Auguste Gaudel

from Wikipedia, the free encyclopedia

Auguste Gaudel (born May 21, 1880 in Gerbéviller , † August 8, 1969 in Toulon ) was a French Roman Catholic clergyman and bishop.

life and career

The priest

Gaudel attended the minor seminary in Pont-à-Mousson and the seminary in Nancy . His teachers were Charles Ruch and Eugène Mangenot (1856-1922). His fellow students included Emile Amann (1880–1948) and Eugène Tisserant . After his ordination in 1903 he studied until 1906 at the Institut Catholique de Paris with Alfred Baudrillart and Jules Lebreton (1873-1956). The subsequent study of dogma history at the Catholic Theological Faculty of the University of Munich , he had to break off for health reasons and was from 1908 to 1913 chaplain in Nancy, then until 1920 pastor in Magnières near his home town. After the outbreak of war in 1914, he offered himself to exchange 19 hostages and was sentenced to death, but got away with his life. From 1915 until the end of the war he did military service, most recently as a medic.

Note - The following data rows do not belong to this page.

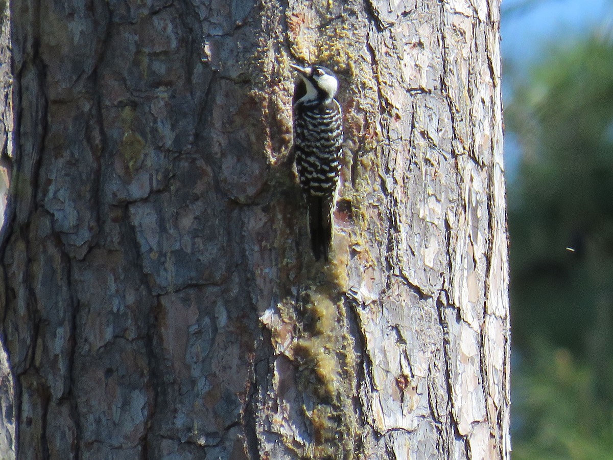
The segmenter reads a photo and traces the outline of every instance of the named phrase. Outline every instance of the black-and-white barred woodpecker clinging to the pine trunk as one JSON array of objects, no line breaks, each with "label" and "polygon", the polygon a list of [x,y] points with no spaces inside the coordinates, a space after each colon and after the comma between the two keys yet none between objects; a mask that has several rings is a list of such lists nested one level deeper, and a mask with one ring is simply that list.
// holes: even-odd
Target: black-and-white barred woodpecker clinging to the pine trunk
[{"label": "black-and-white barred woodpecker clinging to the pine trunk", "polygon": [[296,169],[307,202],[313,255],[327,261],[343,148],[343,116],[334,99],[338,80],[326,67],[290,66],[300,75],[293,111]]}]

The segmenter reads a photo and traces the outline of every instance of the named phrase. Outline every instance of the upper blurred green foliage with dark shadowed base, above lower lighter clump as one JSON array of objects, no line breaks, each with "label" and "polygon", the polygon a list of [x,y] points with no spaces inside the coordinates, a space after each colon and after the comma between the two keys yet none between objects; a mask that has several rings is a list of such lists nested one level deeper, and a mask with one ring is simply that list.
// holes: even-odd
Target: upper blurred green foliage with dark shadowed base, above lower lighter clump
[{"label": "upper blurred green foliage with dark shadowed base, above lower lighter clump", "polygon": [[613,47],[549,56],[505,112],[524,153],[509,187],[514,339],[589,353],[599,302],[613,301]]}]

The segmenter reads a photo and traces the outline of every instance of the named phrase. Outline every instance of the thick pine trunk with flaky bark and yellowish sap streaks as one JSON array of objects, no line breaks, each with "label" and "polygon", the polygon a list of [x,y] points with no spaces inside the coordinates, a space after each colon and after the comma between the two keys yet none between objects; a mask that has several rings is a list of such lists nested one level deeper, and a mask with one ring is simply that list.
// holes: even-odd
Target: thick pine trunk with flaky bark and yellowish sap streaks
[{"label": "thick pine trunk with flaky bark and yellowish sap streaks", "polygon": [[[498,0],[10,9],[0,451],[508,458]],[[341,79],[326,266],[296,61]]]}]

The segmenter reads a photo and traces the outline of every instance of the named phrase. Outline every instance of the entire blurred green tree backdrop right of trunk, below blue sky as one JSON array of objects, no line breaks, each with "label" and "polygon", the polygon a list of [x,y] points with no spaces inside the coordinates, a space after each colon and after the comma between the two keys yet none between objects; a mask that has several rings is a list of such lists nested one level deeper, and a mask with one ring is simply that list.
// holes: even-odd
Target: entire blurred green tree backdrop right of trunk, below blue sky
[{"label": "entire blurred green tree backdrop right of trunk, below blue sky", "polygon": [[506,65],[514,459],[613,458],[613,29],[606,21],[611,15],[590,33],[550,38],[555,45],[524,69],[512,59]]}]

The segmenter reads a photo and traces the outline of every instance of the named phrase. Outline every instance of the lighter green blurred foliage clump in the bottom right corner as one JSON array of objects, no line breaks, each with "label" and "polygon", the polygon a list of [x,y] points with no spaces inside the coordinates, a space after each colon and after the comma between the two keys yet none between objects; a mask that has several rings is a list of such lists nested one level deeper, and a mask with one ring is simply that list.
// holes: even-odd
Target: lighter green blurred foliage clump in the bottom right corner
[{"label": "lighter green blurred foliage clump in the bottom right corner", "polygon": [[612,413],[594,396],[590,367],[541,344],[514,371],[514,460],[613,458]]}]

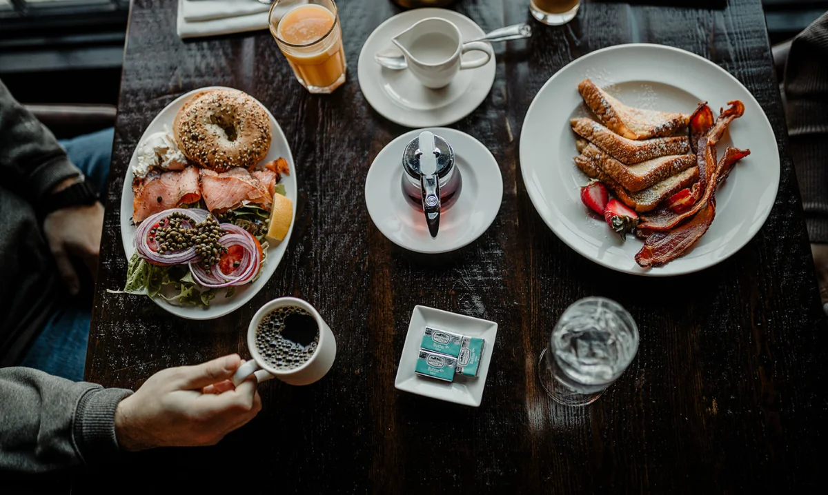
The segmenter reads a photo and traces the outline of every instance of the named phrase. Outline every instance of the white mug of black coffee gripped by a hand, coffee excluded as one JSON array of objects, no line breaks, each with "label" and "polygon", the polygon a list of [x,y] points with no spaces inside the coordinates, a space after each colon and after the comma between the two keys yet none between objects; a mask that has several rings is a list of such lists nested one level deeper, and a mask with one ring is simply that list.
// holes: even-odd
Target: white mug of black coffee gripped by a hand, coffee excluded
[{"label": "white mug of black coffee gripped by a hand, coffee excluded", "polygon": [[[258,352],[258,348],[256,347],[256,329],[258,329],[258,325],[272,310],[277,310],[285,306],[296,306],[306,310],[316,320],[316,325],[319,327],[319,344],[316,344],[316,350],[313,355],[305,363],[302,363],[301,366],[288,370],[278,370],[272,368]],[[322,320],[322,317],[312,305],[296,297],[280,297],[274,299],[256,311],[256,315],[253,316],[253,320],[250,320],[250,326],[248,326],[248,349],[253,359],[244,363],[236,370],[236,373],[233,375],[233,385],[238,385],[243,382],[251,374],[255,374],[259,382],[264,382],[271,378],[278,378],[282,382],[290,383],[291,385],[308,385],[324,377],[325,373],[334,365],[334,358],[336,358],[336,340],[328,324],[325,323],[325,320]]]}]

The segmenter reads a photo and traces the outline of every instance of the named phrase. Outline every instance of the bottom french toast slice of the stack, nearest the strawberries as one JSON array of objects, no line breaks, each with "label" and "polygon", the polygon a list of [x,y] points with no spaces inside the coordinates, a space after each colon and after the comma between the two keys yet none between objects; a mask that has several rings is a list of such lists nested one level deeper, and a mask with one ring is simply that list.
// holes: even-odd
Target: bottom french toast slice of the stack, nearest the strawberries
[{"label": "bottom french toast slice of the stack, nearest the strawberries", "polygon": [[638,213],[645,213],[656,209],[664,199],[676,194],[678,191],[699,180],[699,167],[691,166],[672,177],[668,177],[647,189],[630,192],[623,188],[612,177],[606,174],[598,163],[592,158],[584,155],[575,156],[575,165],[592,179],[600,180],[609,190],[613,191],[615,197],[621,200]]}]

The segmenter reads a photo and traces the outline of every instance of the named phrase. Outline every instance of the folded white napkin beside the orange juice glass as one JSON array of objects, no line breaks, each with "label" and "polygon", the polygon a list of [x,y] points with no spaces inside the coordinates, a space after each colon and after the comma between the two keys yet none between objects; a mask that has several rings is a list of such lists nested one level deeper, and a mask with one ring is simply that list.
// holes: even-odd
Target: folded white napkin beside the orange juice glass
[{"label": "folded white napkin beside the orange juice glass", "polygon": [[195,38],[267,29],[269,10],[256,0],[178,0],[176,31]]}]

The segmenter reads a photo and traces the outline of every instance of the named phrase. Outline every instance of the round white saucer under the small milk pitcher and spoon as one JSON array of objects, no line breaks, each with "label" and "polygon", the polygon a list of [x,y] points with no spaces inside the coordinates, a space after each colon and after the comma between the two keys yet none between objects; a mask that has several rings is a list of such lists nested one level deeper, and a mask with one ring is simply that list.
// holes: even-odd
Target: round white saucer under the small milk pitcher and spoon
[{"label": "round white saucer under the small milk pitcher and spoon", "polygon": [[[442,89],[428,89],[410,70],[386,69],[373,60],[373,55],[378,51],[399,52],[391,38],[428,17],[454,22],[464,41],[486,34],[469,17],[444,8],[416,8],[402,12],[373,30],[359,52],[359,88],[377,113],[401,126],[436,127],[455,123],[483,103],[494,83],[494,57],[478,69],[460,70],[455,79]],[[463,60],[482,56],[469,54]]]}]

The theology professor and bishop

In 1920 he was appointed to the theological faculty of the University of Strasbourg and taught there from 1927 as a professor of dogmatics. In 1939 he went to Clermont-Ferrand with all the university staff . There he accepted the appointment as Bishop of Fréjus in 1941 , after he had refused the appointment to the episcopal see Metz in 1938. On December 16, 1941, he ceremoniously moved into the town of Fréjus .

Bishop Gaudel managed to move the bishopric to the city of Toulon . In 1957 he achieved the renaming of the diocese of Fréjus in the diocese of Fréjus-Toulon at the Vatican . After solemnly entering Toulon in January 1958, he turned official business over to a coadjutor, Bishop Henri Mazerat (who officially succeeded him in 1960), and retired as titular bishop of Nisyrus . He died in 1969 at the age of 89 and was buried in the Cathedral of Toulon.

Motto and honors

Gaudel's episcopal motto was: Pacem et veritatem diligite (Love peace and truth). He was a Knight of the Legion of Honor and an officer in the Order of the Palmes Académiques .

Works

literature

  • Louis Porte: Histoire du diocèse de Fréjus-Toulon . Editions du Lau 2017, pp. 182–195.